L’exposition élargit le cadre historique et conceptuel des discussions, avec des éléments d’analyse qui couvrent un spectre allant de l’architecture historique de la quarantaine à Ellis Island et à l’ancien lazaret de Venise jusqu’à l’architecture moderne d’Aino et Alvar Aalto et d’Henri Lacoste, en passant par les expérimentations d’Hans Hollein et de la Coop Himmelb(l)au dans les années 1960. Enfin, « Sick Architecture » s’attardera sur les réalisations de figures contemporaines de l’architecture (51N4E, Arno Brandlhuber / B+, Elizabeth Diller, De Vylder Vinck Taillieu, Andrés Jaque) et les propositions et œuvres d’artistes tels que Sammy Baloji, Mohammed Bourouissa, Vivian Caccuri, Goldin+Senneby et Ahmet Öğüt.

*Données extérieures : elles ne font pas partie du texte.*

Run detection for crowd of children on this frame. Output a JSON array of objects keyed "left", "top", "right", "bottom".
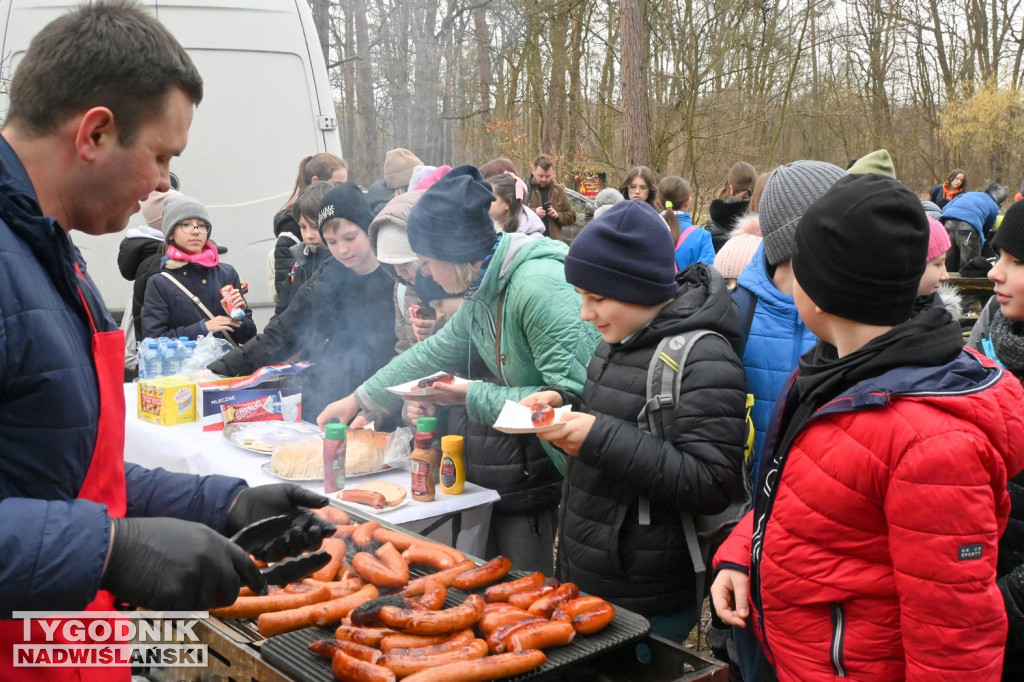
[{"left": 123, "top": 143, "right": 1024, "bottom": 682}]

L’exposition s’accompagne d’une série de publications en ligne sur e-flux Architecture
(voir https://www.e-flux.com/architecture/sick-architecture/), dont la première partie est parue en 2020 et dont la seconde partie paraîtra au moment de l’ouverture de l’exposition en mai 2022. Y contribuent, les auteurs suivants : Edna Bonhomme, David Gissen, Brooke Holmes, Fabiola Lopez-Duran, Elizabeth Povinelli, Meredith TenHoor et Mark Wigley, ainsi que de nombreux doctorants de la Princeton University qui participent depuis 2019 aux séminaires de Beatriz Colomina consacrés aux liens entre architecture et maladie.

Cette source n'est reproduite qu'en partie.